Die IG Metall kritisiert den sächsischen Metallarbeitgeberverband VSME für sein eigenwilliges Verhältnis zu seiner Rolle als Tarifvertragspartei.

In Sachsen erleben wir gerade ein bizarres Possenspiel des VSME, der seine eigene Rolle in den Tarifverhandlungen nur als ritualisiertes Schauspiel versteht, anstatt auf die Bedürfnisse nach Gerechtigkeit und Sicherheit der Beschäftigten einzugehen.“ sagte OlivierHöbel, IG Metall-Bezirksleiter und Verhandlungsführer.

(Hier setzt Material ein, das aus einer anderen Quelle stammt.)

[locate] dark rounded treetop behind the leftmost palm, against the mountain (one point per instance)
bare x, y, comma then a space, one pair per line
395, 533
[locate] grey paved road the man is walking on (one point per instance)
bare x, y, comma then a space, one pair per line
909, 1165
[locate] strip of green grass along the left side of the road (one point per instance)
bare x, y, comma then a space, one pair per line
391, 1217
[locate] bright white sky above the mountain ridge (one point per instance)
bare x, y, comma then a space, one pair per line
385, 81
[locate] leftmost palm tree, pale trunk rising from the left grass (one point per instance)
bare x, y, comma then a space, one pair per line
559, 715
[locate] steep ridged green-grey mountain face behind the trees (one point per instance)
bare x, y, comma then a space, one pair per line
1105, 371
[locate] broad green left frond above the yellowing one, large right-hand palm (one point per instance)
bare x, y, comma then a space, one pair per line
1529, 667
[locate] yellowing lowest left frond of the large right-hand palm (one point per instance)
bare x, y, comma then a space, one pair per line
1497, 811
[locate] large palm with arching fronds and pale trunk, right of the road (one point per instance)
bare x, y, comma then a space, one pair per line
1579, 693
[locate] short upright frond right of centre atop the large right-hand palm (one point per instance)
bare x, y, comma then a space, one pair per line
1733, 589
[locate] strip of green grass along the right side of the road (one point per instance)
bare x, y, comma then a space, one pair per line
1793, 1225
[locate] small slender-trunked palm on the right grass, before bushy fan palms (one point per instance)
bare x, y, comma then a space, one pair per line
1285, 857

„Die Arbeitgeberseite brachte zum Ausdruck, dass für sie die Tarifverhandlung kein Ort verantwortlicher Politikgestaltung sei. Wir halten so eine Einstellung für unverantwortlich,“ sagte Höbel.

Während die Tarifverhandlungen in Berlin wenige Tage zuvor 25 betriebliche Unternehmensvertreter begleiteten, nahm aus Sachsen kein einziger betrieblicher Vertreter der Arbeitgeberseite teil.

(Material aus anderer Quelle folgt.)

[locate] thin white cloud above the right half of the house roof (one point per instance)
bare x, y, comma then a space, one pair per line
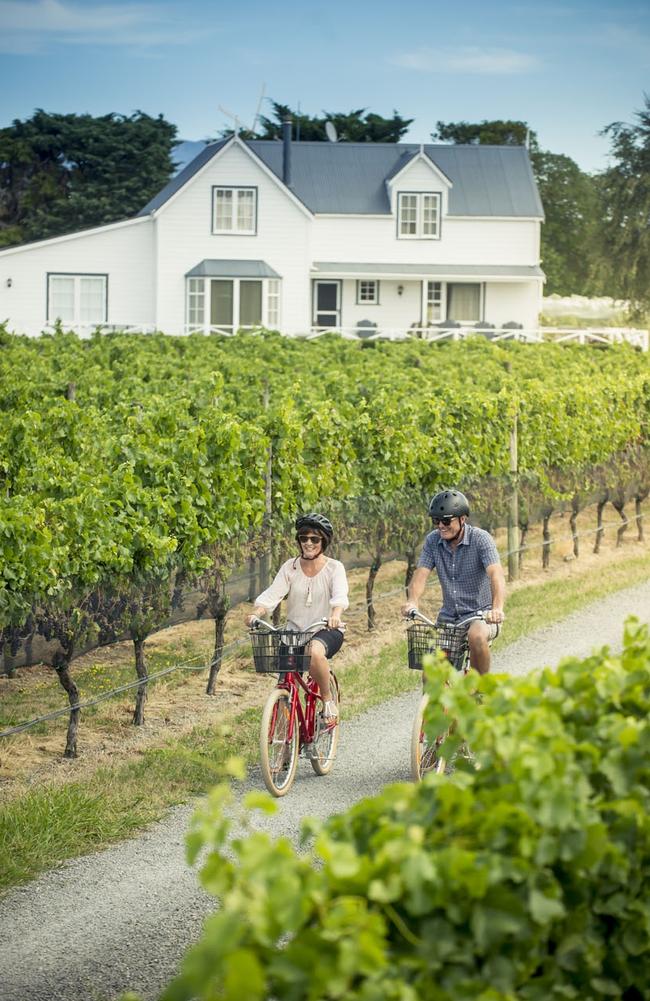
468, 60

IG Metall-Bezirksleiter OlivierHöbel übte scharfe Kritik an den Arbeitgebern. Vor den Teilnehmern der Tarifkommission in Radebeul sagte er am Dienstag nach den Verhandlungen: „Es zeugt von wenig Respekt gegenüber den Beschäftigten, die in den Betrieben sehr lang diskutierten Themen am Verhandlungstisch einfach als überflüssig zu bezeichnen. Offensichtlich fehlt dem Verband die erforderliche Bodenhaftung für die aktuellen Herausforderung. Die demografische Entwicklung mit rückläufigen Schulabgängerzahlen zwingt zum schnellen Handeln. Wer in fünf Jahren gut ausgebildete Fachkräfte mit Erfahrung braucht, muss jetzt die Weichen in den Unternehmen stellen und konkrete Perspektiven für die Jugend anbieten, anstatt ideologische Nebelkerzen abzubrennen.“

Viele Arbeitgeber stellen sich den aktuellen Herausforderung und erarbeiten direkt mit der IG Metall Lösungen. Rund 60 Unternehmen haben direkt mit der IG Metall eine Tarifbindung. Zusätzlich sind große Unternehmen wie VW Sachsen im Arbeitgeberverband VME in Berlin-Brandenburg tarifgebunden.

Weitere Unternehmen in Sachsen orientieren sich an den IG Metall-Tarifen. Im Ergebnis profitieren rund 75 Prozent aller Beschäftigten in der Metall- und Elektroindustrie in Sachsen von Tarifverträgen mit der IG Metall.